Snark. Gobble. Watch Out!

The few brain cells I have left are in the snarky, pissy, fed-up-with-stupid department. Yeah, I’m fresh out of sunshine and looking for a rumble. Am stupefied by three things so far today:

  • Lindsay Lohan is out of jail and rehab. That’s so terrific, she was there all of about 5 minutes. You professionals in charge of her in California are brainiacs and humanitarians. I’m sure she’s totally changed; why, she’s probably headed over to join an evangelical church community …. after she does her press round for an upcoming movie she’s in. Where she can turn her nose up at a handle, a bowl, a little rowdy powder.

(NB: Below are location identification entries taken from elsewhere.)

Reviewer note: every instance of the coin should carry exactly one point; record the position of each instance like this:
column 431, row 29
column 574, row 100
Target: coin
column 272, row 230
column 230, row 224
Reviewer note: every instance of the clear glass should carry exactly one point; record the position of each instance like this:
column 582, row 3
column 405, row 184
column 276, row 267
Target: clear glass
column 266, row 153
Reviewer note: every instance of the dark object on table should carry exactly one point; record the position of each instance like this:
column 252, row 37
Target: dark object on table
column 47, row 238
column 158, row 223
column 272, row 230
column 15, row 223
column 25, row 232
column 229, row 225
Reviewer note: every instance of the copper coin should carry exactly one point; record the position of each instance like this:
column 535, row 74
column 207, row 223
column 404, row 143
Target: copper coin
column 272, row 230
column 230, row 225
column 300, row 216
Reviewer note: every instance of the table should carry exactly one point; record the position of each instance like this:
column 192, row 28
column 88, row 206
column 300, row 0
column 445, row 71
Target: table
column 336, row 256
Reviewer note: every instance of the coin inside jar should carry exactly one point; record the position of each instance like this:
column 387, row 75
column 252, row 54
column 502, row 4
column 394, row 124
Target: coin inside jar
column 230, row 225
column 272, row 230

Because you have done such a fine job helping her. Wretched morons. The round, hairy blobs sitting on your necks are USELESS.

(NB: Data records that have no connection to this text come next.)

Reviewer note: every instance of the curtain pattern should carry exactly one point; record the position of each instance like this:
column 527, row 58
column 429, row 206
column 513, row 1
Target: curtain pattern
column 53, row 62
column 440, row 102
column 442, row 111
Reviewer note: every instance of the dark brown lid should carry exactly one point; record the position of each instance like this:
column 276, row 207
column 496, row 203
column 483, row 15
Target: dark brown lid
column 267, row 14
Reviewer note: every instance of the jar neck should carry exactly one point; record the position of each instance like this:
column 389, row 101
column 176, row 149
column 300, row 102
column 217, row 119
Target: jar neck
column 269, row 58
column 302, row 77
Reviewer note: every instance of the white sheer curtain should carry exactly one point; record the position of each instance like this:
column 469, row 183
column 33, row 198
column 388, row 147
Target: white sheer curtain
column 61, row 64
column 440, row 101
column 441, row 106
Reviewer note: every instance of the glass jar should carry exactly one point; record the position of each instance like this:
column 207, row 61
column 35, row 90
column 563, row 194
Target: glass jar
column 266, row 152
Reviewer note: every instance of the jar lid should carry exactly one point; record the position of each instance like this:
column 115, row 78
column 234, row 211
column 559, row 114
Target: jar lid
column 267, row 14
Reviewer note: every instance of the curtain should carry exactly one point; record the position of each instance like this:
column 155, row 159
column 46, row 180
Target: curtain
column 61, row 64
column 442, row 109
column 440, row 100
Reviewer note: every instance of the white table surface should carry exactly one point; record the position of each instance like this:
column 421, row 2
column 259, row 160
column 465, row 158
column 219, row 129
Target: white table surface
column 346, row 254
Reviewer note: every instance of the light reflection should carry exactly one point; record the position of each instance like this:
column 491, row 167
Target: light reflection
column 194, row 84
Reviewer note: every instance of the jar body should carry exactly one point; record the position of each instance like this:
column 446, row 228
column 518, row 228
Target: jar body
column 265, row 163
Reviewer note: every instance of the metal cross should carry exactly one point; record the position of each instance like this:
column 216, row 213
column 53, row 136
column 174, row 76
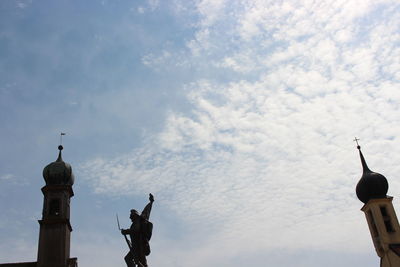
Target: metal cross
column 61, row 138
column 356, row 140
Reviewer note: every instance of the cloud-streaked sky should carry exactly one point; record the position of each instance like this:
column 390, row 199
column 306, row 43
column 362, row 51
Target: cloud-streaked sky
column 237, row 115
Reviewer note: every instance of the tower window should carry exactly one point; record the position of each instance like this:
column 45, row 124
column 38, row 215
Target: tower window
column 54, row 207
column 386, row 219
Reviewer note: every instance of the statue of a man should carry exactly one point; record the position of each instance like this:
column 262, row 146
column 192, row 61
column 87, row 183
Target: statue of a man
column 140, row 234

  • This is true and repulsive on every level. Deal with it. A woman we will call Stupid Head needed a bikini wax. So she went to her nail salon. (First clue that things will not go well – unless she wanted a mani/pedi on her hooha). Stupid Head climbs up on the grotty pleather table, probably purloined from Dr. Demento, and shows her stuff to the “technician” (this word is used very loosely). Scald, press, rip. Scald, press, rip. And Stupid Head is outta there, feeling lighter (skin loss) and smarter than everyone else (she got a bikini wax for 1/24th of what the normal cost is). Well, Miss I’m-So-Thrifty should have held off celebrating. She got a flesh-eating disease in her privacy (oh, I could do so much with this). A couple thousand dollars later, she was cured. There’s no telling what the state of her leg union is, but I don’t want to know. And I can’t leave you with that bad visual, so I’ll tell you how stupid I am (do not agree with me under any circumstances; you’ve been warned).
  • It took me two years to buy some replacement bags for my vacuum cleaner. Mind you, I don’t use it but I pay someone else to because I recognize where I am challenged. Plus, I could learn a thing or two from her as she makes much more $$$ than I do. But I digress. She’s been using an extra vacuum she has – for two years. Yes, I am a procrastinator of the highest order. Or a lazy slug. Take your pick. I will say the stupid cleaner bags were so obscure I had to go over the river and through the woods, up the down staircase, and around the bend to find them. But that was ridiculous. Maybe I should move to California and run rehab facilities … or the court.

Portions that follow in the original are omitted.